Topology-Independent Loop-Free Alternate (TI-LFA) uses segment routing to provide link protection in topologies where other
fast reroute techniques cannot provide protection.
Classic Loop-Free Alternate (LFA) is topology dependent, and therefore cannot protect all destinations in all networks. A
limitation of LFA is that, even if one or more LFAs exist, the optimal LFA may not always be provided.
Remote LFA (RLFA) extends the coverage to 90-95% of the destinations, but it also does not always provide the most desired
repair path. RLFA also adds more operational complexity by requiring a targeted LDP session to the RLFAs to protect LDP traffic.
TI-LFA provides a solution to these limitations while maintaining the simplicity of the IPFRR solution.
The goal of TI-LFA is to reduce the packet loss that results while routers converge after a topology change due to a link
failure. Rapid failure repair (< 50 msec) is achieved through the use of pre-calculated backup paths that are loop-free and
safe to use until the distributed network convergence process is completed.
The optimal repair path is the path that the traffic will eventually follow after the IGP has converged. This is called the
post-convergence path. This path is preferred for the following reasons:
Optimal for capacity planning — During the capacity-planning phase of the network, the capacity of a link is provisioned while
taking into consideration that such link with be used when other links fail.

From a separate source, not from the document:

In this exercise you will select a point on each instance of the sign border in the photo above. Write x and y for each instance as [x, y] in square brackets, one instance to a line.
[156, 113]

Simple to operate — There is no need to perform a case-by-case adjustments to select the best LFA among multiple candidate
Fewer traffic transitions — Since the repair path is equal to the post-convergence path, the traffic switches paths only once.
The following topology illustrates the optimal and automatic selection of the TI-LFA repair path.
Node 2 protects traffic to destination Node 5.
With classic LFA, traffic would be steered to Node 4 after a failure of the protected link. This path is not optimal, since
traffic is routed over edge node Node 4 that is connected to lower capacity links.
TI-LFA calculates a post-convergence path and derives the segment list required to steer packets along the post-convergence
path without looping back.
In this example, if the protected link fails, the shortest path from Node2 to Node5 would be:
Node2 → Node6 → Node7 → Node3 → Node5
Node7 is the PQ-node for destination Node5. TI-LFA encodes a single segment (prefix SID of Node7) in the header of the packets
on the repair path.
Behaviors and Limitations of TI-LFA
The behaviors and limitations of TI-LFA are listed below:
TI-LFA protects unlabeled IPv4 traffic.
TI-LFA does not protect unlabeled IPv6 traffic.
Configuring TI-LFA for IS-IS
This task describes how to enable per-prefix Topology Independent Loop-Free Alternate (TI-LFA) computation to converge traffic
flows around link failures.
Before you begin
Ensure that the following topology requirements are met:
Router interfaces are configured as per the topology.